Di rumahnya, situasi jiwa keluarganya justru panas membara. Sang isteri, Gloria (dimainkan dengan cemerlang oleh Oprah Winfrey) merasa frustrasi karena perhatian suaminya sepenuhnya terpusat pada Gedung Putih. Gloria melarikan diri pada alkohol dan ke pelukan tetangganya, Howard (Terrence Howard). Apalagi karena putera sulung mereka, Louis (David Oyelowo) yang mereka harapkan duduk manis sebagai mahasiswa ternyata ikut dalam protes sosial anti diskriminasi. Dari aktivis yang percaya jalan damai gaya Martin Luther King, Louis akhirnya bergabung dengan kelompok garis keras Black Panther yang memilih jalan senjata. Sang Ayah seperti berada dalam dua dunia yang saling menjepit. Dia meladeni serangkaian presiden AS yang mempunyai sikap ambivalen terhadap soal diskriminasi, sementara anaknya adalah aktivis yang sepenuhnya menentang kebijakan pemerintahannya. Putera bungsunya dihardik oleh peluru perang Vietnam dan isterinya dihajar oleh kekecewaan yang tak berkesudahan.

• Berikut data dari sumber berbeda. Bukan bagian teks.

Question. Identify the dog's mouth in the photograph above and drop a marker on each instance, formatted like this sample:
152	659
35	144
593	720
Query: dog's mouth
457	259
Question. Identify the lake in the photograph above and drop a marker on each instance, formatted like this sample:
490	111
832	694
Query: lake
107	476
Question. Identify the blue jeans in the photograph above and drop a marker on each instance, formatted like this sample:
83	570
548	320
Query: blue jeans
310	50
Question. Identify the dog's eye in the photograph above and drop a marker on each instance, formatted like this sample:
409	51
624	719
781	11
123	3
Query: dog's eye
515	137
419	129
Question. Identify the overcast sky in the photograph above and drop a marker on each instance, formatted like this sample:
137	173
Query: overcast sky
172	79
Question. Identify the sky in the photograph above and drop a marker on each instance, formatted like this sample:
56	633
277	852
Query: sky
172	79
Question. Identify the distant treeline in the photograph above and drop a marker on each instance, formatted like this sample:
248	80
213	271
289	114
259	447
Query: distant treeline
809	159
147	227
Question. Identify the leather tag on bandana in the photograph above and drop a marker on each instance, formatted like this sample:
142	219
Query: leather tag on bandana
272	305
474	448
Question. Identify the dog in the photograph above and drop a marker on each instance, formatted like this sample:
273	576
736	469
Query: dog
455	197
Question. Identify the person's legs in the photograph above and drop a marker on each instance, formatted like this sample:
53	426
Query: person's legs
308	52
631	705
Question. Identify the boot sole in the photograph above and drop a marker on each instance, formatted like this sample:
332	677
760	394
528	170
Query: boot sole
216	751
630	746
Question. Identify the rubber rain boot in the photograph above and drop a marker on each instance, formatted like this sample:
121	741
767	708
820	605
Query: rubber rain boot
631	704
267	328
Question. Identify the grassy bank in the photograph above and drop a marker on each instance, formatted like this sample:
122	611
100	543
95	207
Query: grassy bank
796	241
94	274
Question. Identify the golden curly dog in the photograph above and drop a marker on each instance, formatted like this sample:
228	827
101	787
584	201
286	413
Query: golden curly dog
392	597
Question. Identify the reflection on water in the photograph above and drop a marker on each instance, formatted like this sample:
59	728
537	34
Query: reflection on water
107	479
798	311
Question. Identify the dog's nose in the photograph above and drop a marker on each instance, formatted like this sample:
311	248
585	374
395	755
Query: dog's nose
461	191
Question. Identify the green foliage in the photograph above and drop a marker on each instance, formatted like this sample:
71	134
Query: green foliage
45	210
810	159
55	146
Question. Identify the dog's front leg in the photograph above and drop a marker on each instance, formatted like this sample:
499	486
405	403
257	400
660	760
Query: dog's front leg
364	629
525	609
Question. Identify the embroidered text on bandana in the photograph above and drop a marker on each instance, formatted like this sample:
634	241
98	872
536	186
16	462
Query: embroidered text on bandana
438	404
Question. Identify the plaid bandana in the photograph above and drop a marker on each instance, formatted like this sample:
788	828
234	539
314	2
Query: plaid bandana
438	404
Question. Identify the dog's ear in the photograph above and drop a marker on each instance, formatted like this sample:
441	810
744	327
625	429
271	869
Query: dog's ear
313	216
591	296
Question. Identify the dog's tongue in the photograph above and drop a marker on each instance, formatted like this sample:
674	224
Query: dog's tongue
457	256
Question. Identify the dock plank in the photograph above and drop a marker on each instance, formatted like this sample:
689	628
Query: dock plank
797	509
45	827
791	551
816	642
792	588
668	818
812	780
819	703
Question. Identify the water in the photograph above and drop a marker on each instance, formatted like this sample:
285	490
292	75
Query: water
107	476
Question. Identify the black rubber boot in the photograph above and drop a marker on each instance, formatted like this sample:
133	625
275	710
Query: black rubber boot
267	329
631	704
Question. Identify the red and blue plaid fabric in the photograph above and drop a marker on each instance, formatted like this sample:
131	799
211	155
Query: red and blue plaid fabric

Penulis skenario Danny Strong mengaku terinspirasi sosok Eugene Allen, seorang pelayan Gedung Putih yang mengabdi selama 34 tahun. Setelah pensiun tahun 1986, Allen masih sempat menyaksikan naiknya Barack Obama sebagai Presiden AS. Namun persamaan, atau inspirasi kehidupan Allen itu hanya berhenti sampai di sana. Selebihnya: masa kecil yang tragis dan kehidupan keluarga yang berantakan adalah kreasi penulis skenario Danny Strong dan sutradara Lee Daniels. Sebagai seorang sutradara, kekuatan Daniels justru terletak pada drama keluarga (kita sudah menyaksikan film terdahulunya berjudul Precious yang menggelegar itu). Karena itu, film ini terasa hidup ketika kamera menyorot pergolakan antara Gaines, Gloria dan puteranya Louis. Adegan makan malam saat Louis membawa sang pacar yang bergaya sok revolusioner (baca: kurang ajar pada orangtua) sungguh kuat; sebuah adegan yang menghasilkan rasa pedih sekaligus amarah.
Kelemahan film ini justru terletak pada sederetan bintang besar yang memerankan presiden AS. Kecuali Alan Rickman yang memerankan Ronald Reagan, para aktor lain yang diberi dandanan seperti akan menghadiri pesta Halloween. Apalagi John Cusack yang diberi hidung prostetik dan menyajikan sumpah serapah ala Richard Nixon adalah kemubaziran.
Tentu saja film ini, terutama untuk seni peran Forest Whitaker dan Oprah Winfrey akan dilirik berbagai festival. Akhir film ini bak sebuah kado dengan pita cantik untuk penonton yang haus akan penyelesaian yang menenangkan.Adegan Obama, yang ditampilkan dari footage dokumenter, disumpah menjadi Presiden bergantian dengan wajah Gaines di masa tua adalah sebuah konfirmasi: manusia tak selalu buruk hati.